Before the release of 'Michael Tolliver Lives' - Maupin's return to the Barbary Lane characters after 18 years away, I went to listen to him speak in Manchester as part of the Queer Up North festival. To me it was the equivalent of going to see a favourite band, only bigger than that. I can't think of one person who's touched on my life in such a positive way as he has (outside of family and friends, obvs). He was as funny and articulate in person as he is in the written word, and it felt so magical to listen to him in an auditorium full of people who felt the same. When it came time for the Q&A I got to ask a question. I nervously stood up and told him what he'd meant to me growing up, and asked if he'd had any idea whilst writing of the impact his works might have had on someone like me. He answered that he had not, but he thanked me for telling him so.

In hindsight it was a silly question. In the 70s and 80s as he wrote his serialised stories in the San Francisco Chronicle, the world was a much smaller place. He wrote about what he knew - with added, ludicrous drama, it just happened to be that what he wrote and what he knew was so incredibly appealing to millions of people across the world.

He's given so many people an extended family they may or may not have known they were looking for. He's done so with charm, wit, courage and subversion. For these reasons Armistead Maupin will always be my gay hero, and will always be my most favourite funny uncle.

Saturday 23 August 2014

JOHN WATERS by Matthew Rothery




John Waters
by Matthew Rothery

My Dad was a big Johnny Mathis fan. So there’s a bit of a link there. But I’m not writing this blurb about Johnny Mathis, though I easily could. No, I’m here to tell you about the utter bloody shock value of John Waters, the filthiest film director alive. Of course John Waters is a huge Johnny Mathis fan. He’s one of John’s obsessions, one of many obsessions. There’s a whole chapter about Johnny Mathis in his book ‘Role Models’.

So I developed my own little obsession. I had a great introduction to John Waters courtesy of some good friends who lent me a pile of videos. ‘Pink Flamingos’, ‘Female Trouble’ ‘Polyester’ and ‘Desperate Living’. I’d seen ‘Hairspray’ and ‘Serial Mom’ when I was much younger but I was about 21 by this time and just beginning to discover underground film and I was attracted to this ‘trashy’ midnight movie era of cinema that celebrated queer identity and smeared it all over the screen. John’s films taught me that being an outsider was the best way to be. It was desirable to be gay, to be queer and I should be damn proud of it. I felt part of something that was important. Divine played a huge part in this, being fat, being fabulous and playing with gender in a way that I was discovering for the first time.

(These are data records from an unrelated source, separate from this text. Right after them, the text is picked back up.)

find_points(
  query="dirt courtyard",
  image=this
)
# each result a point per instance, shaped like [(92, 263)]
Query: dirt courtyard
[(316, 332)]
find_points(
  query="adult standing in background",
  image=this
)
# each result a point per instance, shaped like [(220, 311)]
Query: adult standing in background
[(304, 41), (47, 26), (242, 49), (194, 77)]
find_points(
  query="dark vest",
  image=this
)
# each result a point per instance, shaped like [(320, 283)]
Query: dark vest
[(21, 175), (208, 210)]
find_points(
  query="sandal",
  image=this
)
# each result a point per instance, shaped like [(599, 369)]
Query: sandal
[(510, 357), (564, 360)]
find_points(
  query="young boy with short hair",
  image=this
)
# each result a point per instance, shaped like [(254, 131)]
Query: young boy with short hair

It was later when I read John’s books, watched his ‘stand-up’ and actually went to listen to him speak in person that I felt he reached out to me as a gay man. He helped me to understand how I fit into society. Actually, I don’t fit in. But that’s better, that’s what I want. I want to be on the outside. John helped me understand the absurdity of real people and appreciate the ordinary but yet quite extraordinary lives of others.

He brought me to other queer artists like Kenneth Anger, he taught me about Russ Meyer, William Castle and forgotten Hollywood films like ‘The Bad Seed’.

For all of this and more, I am eternally grateful to John Waters and I am longing for him to make a new film. Or at least let the world see ‘The Diane Linkletter Story’.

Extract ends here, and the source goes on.